Conversely, if there are many debug_agent instances running in the system, this mechanism will deliver this notification to each of them efficiently.

This codepath has already been optimized for both these cases because the same mechanism is used to notify debug_agent of other common events, such as starting a process.

Ergonomics

The approach described in this RFC is not particularly ergonomic. For example, Starnix needs to remember to raise the appropriate type of exception whenever it changes the name of a process. A more ergonomic design would be for Zircon to raise this exception automatically whenever the process name changes. However, that approach is difficult because the process name can be changed from any thread in the system that has a handle to the process. Zircon does not have a mechanism to raise an exception from a remote thread, and adding such a mechanism would add significant complexity to Zircon (e.g., to check for pending exceptions before returning to userspace).

Backwards Compatibility

The design described in this document is backwards compatible with the existing system. The exceptions that can be generated by zx_thread_raise_exception are clearly marked as user-generated exceptions and have a separate namespace from kernel-generated exceptions. The design also reserves namespace for both future user- and kernel-generated exceptions.

Security considerations

The zx_thread_raise_exception provides a way for userspace to generate exceptions that could not previously be generated, which an attacker could use to manipulate software that is listening for exceptions. This proposal mitigates that risk by constraining user-generated exceptions to having the ZX_EXCP_SYNTH bit set and to a reserved namespace of even those exceptions.

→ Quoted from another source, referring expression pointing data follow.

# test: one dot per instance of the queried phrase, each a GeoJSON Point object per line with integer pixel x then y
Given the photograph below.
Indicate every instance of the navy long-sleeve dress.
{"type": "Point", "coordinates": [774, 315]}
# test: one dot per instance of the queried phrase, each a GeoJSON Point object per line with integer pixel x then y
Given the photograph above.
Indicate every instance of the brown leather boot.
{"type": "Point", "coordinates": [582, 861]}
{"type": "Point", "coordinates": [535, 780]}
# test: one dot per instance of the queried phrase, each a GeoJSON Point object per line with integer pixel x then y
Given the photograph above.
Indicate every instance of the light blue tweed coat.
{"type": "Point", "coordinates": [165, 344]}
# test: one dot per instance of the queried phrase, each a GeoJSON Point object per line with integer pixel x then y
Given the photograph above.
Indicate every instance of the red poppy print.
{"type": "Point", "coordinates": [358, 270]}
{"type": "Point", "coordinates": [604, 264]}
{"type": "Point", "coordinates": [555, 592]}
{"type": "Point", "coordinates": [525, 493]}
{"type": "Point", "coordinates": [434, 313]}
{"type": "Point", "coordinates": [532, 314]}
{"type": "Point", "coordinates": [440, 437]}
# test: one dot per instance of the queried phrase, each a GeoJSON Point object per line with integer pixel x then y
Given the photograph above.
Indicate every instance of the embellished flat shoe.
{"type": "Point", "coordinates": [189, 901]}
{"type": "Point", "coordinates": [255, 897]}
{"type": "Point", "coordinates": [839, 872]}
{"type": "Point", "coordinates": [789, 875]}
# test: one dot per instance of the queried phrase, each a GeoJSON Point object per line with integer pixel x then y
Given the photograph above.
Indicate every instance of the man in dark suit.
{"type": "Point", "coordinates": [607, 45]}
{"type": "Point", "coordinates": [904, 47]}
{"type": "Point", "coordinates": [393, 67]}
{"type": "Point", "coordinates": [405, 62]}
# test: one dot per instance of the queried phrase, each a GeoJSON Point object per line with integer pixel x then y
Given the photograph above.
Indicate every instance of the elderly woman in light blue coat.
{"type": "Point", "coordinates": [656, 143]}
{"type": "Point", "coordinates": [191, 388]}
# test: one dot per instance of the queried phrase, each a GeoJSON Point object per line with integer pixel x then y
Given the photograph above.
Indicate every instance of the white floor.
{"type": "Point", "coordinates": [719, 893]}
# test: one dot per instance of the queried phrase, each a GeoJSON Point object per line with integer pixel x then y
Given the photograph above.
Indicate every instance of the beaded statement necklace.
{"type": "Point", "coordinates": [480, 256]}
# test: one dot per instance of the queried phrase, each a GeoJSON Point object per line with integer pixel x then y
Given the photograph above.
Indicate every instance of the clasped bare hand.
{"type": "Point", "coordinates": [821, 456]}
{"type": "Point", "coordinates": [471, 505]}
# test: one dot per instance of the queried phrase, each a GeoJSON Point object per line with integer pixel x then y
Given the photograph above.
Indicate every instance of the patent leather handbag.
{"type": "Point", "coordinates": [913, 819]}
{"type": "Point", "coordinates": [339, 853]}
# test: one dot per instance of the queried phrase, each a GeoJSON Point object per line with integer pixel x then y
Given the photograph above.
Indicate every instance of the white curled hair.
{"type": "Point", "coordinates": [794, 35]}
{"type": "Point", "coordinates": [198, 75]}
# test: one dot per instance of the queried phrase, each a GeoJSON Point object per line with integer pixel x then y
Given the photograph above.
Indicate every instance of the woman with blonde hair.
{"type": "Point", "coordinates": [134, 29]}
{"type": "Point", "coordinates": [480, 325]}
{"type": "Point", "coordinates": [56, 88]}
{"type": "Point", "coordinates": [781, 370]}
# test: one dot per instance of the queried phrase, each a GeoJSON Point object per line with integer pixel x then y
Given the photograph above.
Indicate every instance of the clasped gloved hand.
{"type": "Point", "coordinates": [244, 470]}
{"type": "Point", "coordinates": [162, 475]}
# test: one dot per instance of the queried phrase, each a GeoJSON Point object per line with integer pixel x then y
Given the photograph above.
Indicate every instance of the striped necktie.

Userspace can already generate some exceptions at the microarchitectural level, for example using the brk and int3 instructions on ARM and Intel, respectively, which means the risk of adding a kernel-mediated mechanism for generating exceptions is also reduced.

Privacy considerations

Although process names could potentially contain privacy-sensitive information, this new mechanism does not provide access to that information to any new process. For example, this design has slightly better privacy properties than a design that carried the new process name along with the exception.

Testing

The new syscall will be tested by a Zircon core test.

The debugger integration will be tested with an integration test.

Documentation

The new syscall will be documented with a syscall manual page, as usual for Zircon system calls. The new exception semantics will also be documented in the Exception Handling concepts page.

Drawbacks, alternatives, and unknowns

We considered a number of alternatives:

Use microarchitectural exception

Rather than adding a syscall to raise an exception, we could use the existing microarchitectural mechanism for raising exceptions (e.g., the brk and int3 instructions). The downside of this approach is that these exceptions are fatal unless handled. We could teach crashsvc to recognize these exceptions, as we do for backtrace requests, but we would prefer not to teach crashsvc about system functionality that is unrelated to crashsvc.

Generate the exception automatically on process name change

Rather than requiring Starnix to call zx_thread_raise_exception after changing the name of a process, we could have Zircon generate the exception automatically whenever the name of a process changes. However, as discussed above, the name of Zircon process can be changed by any thread that has a handle to the process and Zircon lacks a mechanism for generating an exception on a remote thread.

Fortunately, the only cases in which Starnix actually changes the name of a process are ones in which the name change happens on a thread within that process, which means we do not need to solve the problem of generating an exception on a remote thread in order to address the use case at hand.